7. Evidence of insurability (including conditions arising out of acts of domestic violence).
• One pdf document titled “Evidence as an Employer” and file it under the Supporting Documentation Tab. The document must include, at a minimum, the following information:
i. A copy of the association bylaws on the Supporting documentation tab;
ii. A copy of the trust agreement or other organizational document which shows the purpose of the association and who governs the association;
iii. A statement of the association’s history;
iv. A copy of the occupational categories/ industry classifications comprising the employers in the association;
v. An advisory opinion from the Federal Department of Labor demonstrating the group is qualified to purchase association coverage.
vi. In absence of a Federal Department of Labor opinion, an opinion from an attorney explaining how and why the association qualifies as a true employer under 29 U.S.C. § 1002(5) of the Employee Retirement Income Security Act (ERISA) of 1974. [Emphasis added]

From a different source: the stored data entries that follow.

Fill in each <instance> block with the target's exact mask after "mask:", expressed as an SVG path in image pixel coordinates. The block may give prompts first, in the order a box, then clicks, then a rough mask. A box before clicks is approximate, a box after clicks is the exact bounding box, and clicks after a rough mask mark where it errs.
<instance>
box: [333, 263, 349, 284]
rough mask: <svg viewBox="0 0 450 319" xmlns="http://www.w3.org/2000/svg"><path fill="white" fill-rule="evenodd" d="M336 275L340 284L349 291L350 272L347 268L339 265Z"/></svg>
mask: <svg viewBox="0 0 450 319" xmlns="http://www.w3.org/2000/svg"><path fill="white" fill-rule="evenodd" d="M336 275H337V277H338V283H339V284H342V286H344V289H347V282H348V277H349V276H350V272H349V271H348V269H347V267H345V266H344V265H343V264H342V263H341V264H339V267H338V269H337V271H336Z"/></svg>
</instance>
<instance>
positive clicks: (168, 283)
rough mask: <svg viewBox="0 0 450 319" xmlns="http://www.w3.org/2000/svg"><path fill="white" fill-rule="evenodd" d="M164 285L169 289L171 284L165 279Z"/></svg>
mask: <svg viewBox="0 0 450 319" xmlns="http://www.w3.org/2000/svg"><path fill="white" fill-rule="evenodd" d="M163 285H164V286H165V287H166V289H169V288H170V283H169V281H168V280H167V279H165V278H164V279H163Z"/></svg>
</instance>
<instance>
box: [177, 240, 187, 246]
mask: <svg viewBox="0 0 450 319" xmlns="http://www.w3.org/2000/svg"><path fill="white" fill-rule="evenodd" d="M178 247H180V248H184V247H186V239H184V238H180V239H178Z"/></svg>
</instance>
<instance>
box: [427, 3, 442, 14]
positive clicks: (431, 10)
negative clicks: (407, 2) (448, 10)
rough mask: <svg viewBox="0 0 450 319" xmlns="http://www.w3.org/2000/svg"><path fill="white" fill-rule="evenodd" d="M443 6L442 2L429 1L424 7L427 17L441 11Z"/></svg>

Although insurers remain primarily responsible for compliance with insurance regulations governing the design and price of a health plan, insurance producers may be found liable for violation of state statutes and regulations relating to the sale of non-compliant health plans. At a minimum, where a regulatory standard directly affects the marketing of a health plan, the producer should minimally satisfy herself that the standard has been met.
For example, insurers must file either an attorney’s opinion as to the status of an association as bona fide under ERISA or a Department of Labor opinion to the same effect. Absent such an opinion, a producer should conclude either that the association health plan does not satisfy large group market requirements or that the insurer has failed to satisfy state plan filing requirements. In either case, given the minimal effort involved, a producer should verify the plan’s status as due diligence. Failure to make such determinations prior to sale, places the producer at risk of regulatory penalty or worse.
The new rules should prompt insurance producers to develop a system for verification of health plan compliance in the association market. The system does not need to be either elaborate or expensive; but, producers should minimally request from the insurer proof of the status of an association as “bona fide” and if applicable, compliance with state grandfather plan rules. Documentation should be easy to acquire since the documents must be provided to the Commissioner when the plan is filed for regulatory review.
Producers who incorrectly advise clients that a plan satisfies the employer’s obligations under federal health care reform create liabilities for both the producer and the employer where the producer fails to perform these basic inquiries.
Bottom line, don’t assume that representations made in the current chaotic association plan market are true. Trust but verify.